- Dominant performances happen
They just do. And there isn’t anything wrong with them—just like there’s nothing wrong with fuel mileage races, races that are won on rain strategy, long green-flag runs, or any of a dozen other things that happen over several hundred miles of competition that don’t result in a door-to-door finish. It’s part of the sport … and it always has been. Racing has never been perfect. Yes, some races are better than others. But there are no “lesser” victories in the scheme of things. No, a dominant run like Martin Truex, Jr. had on Sunday doesn’t make for the most exciting finish you’ve ever seen. On the other hand, it’s not every day that fans see records shattered and history rewritten. Those things are worth getting excited about, too. Also, while someone is running away up front, there can still be great racing in the pack, and we saw a lot of that Sunday. Spotters were kept busy throughout the night.
- So do boring races
There’s a difference between drivers not being able to pass someone because he’s faster than they are (isn’t that the point of racing?) and not being able to pass because the cars aren’t aerodynamically capable of passing. The Coca-Cola 600 was mainly the former, and NASCAR is improving the aero package by leaps and bounds. They’re already trying some things to make what’s been, for the most part, excellent racing better. What has not been addressed is a key component of the races that have, in general, received poor reviews from fans—they’ve all been night races. The day-night component of the 600 and the flash of the night race at Bristol as notable exceptions, the next step that NASCAR really needs to take is to return every single other race on the schedule to Sunday afternoons. Even so, there will be races that are less than exciting. There have been races that are less than exciting since long before NASCAR and during its long history. To expect otherwise is completely unrealistic and unsupported by history.

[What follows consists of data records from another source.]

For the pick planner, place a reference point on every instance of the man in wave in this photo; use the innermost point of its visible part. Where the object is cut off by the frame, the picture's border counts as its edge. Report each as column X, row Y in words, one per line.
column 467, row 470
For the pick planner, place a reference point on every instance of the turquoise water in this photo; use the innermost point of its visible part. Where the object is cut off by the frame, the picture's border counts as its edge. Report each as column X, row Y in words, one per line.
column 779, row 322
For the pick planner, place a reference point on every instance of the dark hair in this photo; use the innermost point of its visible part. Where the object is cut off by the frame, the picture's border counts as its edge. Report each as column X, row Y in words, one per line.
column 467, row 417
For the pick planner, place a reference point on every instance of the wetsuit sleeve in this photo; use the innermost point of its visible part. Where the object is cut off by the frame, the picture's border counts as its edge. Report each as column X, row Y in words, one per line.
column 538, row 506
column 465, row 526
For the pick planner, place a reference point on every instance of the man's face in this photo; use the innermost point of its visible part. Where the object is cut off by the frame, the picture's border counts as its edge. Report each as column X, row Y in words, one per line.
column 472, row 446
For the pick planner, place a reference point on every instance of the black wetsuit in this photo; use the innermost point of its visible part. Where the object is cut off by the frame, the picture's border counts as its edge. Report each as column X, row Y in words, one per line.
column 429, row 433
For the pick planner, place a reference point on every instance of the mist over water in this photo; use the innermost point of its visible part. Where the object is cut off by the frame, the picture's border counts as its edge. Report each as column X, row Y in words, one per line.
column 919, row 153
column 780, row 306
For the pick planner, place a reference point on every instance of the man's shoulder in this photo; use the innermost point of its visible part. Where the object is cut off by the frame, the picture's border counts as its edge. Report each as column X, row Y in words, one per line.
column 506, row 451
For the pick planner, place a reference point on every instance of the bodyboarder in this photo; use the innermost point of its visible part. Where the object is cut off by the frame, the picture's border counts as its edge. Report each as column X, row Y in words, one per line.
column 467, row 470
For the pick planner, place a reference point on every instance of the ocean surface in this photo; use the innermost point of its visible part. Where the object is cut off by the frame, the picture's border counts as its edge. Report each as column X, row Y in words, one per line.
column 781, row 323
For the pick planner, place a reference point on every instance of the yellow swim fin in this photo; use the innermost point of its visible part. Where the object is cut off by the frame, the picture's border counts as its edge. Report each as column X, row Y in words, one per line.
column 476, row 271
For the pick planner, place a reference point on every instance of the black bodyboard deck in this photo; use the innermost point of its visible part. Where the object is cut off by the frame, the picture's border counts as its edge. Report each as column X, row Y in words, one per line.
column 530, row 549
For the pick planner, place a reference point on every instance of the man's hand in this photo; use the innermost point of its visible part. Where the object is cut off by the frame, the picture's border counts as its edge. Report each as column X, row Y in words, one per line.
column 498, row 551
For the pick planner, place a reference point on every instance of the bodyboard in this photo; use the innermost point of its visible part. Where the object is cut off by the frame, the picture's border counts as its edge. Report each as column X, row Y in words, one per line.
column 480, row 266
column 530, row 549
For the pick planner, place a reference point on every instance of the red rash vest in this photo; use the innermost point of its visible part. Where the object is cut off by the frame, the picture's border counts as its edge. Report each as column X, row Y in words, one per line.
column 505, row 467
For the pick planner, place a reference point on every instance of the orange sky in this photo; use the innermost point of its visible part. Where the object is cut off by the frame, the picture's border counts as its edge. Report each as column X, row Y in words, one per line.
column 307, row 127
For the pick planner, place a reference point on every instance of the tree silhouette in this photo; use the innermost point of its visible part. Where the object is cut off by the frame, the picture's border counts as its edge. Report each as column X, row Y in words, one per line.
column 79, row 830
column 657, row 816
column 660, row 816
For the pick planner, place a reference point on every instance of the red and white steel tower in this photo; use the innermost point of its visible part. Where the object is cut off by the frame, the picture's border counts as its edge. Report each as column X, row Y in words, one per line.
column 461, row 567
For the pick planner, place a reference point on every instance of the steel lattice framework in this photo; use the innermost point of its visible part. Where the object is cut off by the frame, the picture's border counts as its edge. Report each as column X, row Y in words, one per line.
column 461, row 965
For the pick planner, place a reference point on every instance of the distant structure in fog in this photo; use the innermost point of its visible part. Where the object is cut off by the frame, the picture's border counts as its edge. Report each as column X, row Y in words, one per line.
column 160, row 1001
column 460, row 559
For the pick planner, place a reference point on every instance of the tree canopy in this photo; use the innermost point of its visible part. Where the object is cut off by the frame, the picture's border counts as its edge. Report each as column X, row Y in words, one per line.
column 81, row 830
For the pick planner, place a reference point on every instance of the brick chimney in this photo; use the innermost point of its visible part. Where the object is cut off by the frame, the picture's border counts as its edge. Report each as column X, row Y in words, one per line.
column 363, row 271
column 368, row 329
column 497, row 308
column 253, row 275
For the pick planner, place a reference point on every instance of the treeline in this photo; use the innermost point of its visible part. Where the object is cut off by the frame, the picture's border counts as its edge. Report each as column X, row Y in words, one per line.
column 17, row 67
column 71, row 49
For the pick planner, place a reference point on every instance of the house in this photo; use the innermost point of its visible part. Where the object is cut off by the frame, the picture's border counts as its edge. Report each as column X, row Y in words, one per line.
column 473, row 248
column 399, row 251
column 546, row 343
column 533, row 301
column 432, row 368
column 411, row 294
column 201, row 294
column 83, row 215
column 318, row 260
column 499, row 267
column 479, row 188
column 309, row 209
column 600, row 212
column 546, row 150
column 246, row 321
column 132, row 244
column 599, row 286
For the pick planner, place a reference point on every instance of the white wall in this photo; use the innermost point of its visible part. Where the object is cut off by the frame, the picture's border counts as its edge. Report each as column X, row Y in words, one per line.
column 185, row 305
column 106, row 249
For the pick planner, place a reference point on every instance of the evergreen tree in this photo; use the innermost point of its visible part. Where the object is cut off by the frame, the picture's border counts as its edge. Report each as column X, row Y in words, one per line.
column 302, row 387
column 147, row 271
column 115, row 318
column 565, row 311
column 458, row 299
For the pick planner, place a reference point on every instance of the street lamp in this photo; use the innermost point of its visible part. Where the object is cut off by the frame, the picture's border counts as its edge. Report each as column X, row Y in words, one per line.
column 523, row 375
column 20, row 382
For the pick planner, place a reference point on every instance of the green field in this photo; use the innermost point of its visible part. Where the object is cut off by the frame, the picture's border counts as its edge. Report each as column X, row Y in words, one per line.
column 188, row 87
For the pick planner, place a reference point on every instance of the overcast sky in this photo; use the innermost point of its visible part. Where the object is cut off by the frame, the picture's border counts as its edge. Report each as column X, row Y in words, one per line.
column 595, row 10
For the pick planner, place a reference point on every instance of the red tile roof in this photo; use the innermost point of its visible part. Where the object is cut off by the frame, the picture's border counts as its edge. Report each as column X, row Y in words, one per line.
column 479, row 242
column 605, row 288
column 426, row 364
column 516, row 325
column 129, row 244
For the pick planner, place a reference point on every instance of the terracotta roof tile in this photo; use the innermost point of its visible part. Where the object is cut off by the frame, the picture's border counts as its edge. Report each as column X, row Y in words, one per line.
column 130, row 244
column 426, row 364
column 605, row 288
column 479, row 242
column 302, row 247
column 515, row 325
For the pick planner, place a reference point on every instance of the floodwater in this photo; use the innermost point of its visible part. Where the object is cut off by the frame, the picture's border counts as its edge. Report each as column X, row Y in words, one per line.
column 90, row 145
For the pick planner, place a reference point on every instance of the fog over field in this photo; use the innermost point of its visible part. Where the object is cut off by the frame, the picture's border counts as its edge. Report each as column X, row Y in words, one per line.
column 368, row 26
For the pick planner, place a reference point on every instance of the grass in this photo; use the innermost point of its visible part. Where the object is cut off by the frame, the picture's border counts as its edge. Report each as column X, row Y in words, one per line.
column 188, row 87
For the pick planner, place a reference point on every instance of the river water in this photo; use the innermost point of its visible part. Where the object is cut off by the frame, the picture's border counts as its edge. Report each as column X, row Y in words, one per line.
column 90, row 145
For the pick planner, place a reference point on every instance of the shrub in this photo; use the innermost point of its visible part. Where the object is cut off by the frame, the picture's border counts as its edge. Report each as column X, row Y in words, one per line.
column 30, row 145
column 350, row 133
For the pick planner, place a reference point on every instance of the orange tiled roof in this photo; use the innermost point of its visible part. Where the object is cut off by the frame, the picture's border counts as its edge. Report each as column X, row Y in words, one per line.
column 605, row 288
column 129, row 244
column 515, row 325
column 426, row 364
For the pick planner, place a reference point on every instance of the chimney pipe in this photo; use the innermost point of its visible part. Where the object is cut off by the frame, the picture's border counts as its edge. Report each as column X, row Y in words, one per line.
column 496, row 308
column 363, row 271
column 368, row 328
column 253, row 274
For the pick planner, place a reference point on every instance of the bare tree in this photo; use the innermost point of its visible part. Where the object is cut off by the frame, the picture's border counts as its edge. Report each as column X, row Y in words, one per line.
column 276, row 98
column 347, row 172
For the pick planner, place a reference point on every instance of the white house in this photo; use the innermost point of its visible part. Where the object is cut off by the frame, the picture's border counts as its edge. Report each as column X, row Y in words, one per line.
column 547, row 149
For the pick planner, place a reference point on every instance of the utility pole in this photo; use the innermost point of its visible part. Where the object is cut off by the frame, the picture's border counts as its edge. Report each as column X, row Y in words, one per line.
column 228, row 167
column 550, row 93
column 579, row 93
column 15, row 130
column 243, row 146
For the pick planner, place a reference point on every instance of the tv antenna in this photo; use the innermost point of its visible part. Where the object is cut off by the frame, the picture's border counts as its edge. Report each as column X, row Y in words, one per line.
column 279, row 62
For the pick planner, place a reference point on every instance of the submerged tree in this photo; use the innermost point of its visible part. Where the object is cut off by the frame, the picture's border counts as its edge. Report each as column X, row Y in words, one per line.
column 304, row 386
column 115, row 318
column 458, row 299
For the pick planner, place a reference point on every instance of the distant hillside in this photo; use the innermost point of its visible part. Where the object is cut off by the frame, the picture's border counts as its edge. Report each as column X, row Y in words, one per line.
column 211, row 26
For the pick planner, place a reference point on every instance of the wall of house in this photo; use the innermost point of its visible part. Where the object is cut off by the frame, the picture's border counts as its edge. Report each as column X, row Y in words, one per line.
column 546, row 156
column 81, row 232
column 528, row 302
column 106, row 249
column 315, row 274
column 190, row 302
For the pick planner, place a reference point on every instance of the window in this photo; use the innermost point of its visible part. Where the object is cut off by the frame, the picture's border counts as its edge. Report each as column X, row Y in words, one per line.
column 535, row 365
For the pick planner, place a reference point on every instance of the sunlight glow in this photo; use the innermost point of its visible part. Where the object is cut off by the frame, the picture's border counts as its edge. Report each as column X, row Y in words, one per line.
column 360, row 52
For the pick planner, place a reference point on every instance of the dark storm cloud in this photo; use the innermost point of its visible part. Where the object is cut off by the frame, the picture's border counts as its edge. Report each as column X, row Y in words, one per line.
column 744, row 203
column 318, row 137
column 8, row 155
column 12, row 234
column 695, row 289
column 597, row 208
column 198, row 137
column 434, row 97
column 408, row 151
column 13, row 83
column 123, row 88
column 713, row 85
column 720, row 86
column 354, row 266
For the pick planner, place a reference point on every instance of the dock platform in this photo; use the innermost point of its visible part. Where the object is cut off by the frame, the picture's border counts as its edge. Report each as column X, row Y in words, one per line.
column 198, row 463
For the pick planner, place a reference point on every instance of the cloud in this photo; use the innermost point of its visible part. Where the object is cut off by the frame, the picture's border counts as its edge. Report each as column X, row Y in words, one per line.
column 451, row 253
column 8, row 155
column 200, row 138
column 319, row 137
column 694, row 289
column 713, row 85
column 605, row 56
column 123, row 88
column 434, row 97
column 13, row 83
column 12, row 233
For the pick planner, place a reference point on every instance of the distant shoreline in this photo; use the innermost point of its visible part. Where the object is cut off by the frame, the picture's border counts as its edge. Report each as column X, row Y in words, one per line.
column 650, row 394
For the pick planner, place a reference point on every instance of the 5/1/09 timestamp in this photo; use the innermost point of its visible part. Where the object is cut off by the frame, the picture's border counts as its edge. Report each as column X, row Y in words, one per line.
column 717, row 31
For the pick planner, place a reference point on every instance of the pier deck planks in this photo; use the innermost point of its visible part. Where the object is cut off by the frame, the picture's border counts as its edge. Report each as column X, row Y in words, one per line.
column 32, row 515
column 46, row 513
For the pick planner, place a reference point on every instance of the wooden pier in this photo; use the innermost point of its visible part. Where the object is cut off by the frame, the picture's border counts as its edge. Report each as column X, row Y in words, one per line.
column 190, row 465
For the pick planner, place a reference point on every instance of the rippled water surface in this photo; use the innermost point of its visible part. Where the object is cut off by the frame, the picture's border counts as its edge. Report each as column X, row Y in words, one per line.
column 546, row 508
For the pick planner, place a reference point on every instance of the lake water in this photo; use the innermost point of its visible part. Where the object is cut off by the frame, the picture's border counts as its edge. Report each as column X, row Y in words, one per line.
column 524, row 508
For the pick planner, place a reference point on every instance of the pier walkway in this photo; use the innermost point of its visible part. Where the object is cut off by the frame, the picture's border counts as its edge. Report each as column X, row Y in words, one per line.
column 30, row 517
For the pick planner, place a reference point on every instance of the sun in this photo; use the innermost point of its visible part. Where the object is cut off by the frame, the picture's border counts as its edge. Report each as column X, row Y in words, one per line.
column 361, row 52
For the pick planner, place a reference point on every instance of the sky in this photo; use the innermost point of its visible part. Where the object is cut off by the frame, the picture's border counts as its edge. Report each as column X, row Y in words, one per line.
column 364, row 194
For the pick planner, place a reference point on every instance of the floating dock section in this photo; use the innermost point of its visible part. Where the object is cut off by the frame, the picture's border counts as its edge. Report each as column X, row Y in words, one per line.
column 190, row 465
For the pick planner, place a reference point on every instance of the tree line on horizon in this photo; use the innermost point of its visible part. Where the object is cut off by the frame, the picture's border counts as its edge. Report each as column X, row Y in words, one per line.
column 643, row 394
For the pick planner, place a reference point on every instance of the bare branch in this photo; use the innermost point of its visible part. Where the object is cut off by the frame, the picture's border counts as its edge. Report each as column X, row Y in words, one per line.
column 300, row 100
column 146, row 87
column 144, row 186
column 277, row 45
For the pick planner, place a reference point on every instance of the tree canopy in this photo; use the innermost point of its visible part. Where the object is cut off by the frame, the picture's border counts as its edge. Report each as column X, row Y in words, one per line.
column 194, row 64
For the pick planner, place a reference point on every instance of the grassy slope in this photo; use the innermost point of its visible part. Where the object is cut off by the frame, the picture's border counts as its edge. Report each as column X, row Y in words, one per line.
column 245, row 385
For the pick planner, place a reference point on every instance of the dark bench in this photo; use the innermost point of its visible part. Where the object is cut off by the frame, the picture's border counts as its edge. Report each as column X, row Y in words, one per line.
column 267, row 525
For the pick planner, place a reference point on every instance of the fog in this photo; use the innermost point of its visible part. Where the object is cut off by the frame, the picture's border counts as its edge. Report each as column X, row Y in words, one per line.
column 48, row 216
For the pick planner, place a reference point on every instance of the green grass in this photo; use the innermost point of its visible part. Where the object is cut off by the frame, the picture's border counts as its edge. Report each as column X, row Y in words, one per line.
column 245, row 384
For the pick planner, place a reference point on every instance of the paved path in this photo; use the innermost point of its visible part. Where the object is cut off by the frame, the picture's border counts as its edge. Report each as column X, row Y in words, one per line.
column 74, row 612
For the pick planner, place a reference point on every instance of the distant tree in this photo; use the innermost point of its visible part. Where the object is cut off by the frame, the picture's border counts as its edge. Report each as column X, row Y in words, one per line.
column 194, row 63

- And bad TV coverage of good races
I’ve said this before, but there was some fantastic racing Sunday night. But if you weren’t at Charlotte, you didn’t see most of it. It wasn’t that nobody could pass — it was that nobody could pass Truex, because he was in a different time zone. The rest of the field
raced each other. It’s a safe bet to say that most race fans would rather see intense racing in the pack than one person leading by five seconds for the majority of the night, but NASCAR’s television partners don’t seem to want to hear that. Fans are bored by the racing in part because they don’t actually see the racing that’s going on. That’s a shame. The sponsors of the teams doing the racing you don’t see probably aren’t very happy you don’t see it either. And that’s something that could have a long-term negative effect on the sport.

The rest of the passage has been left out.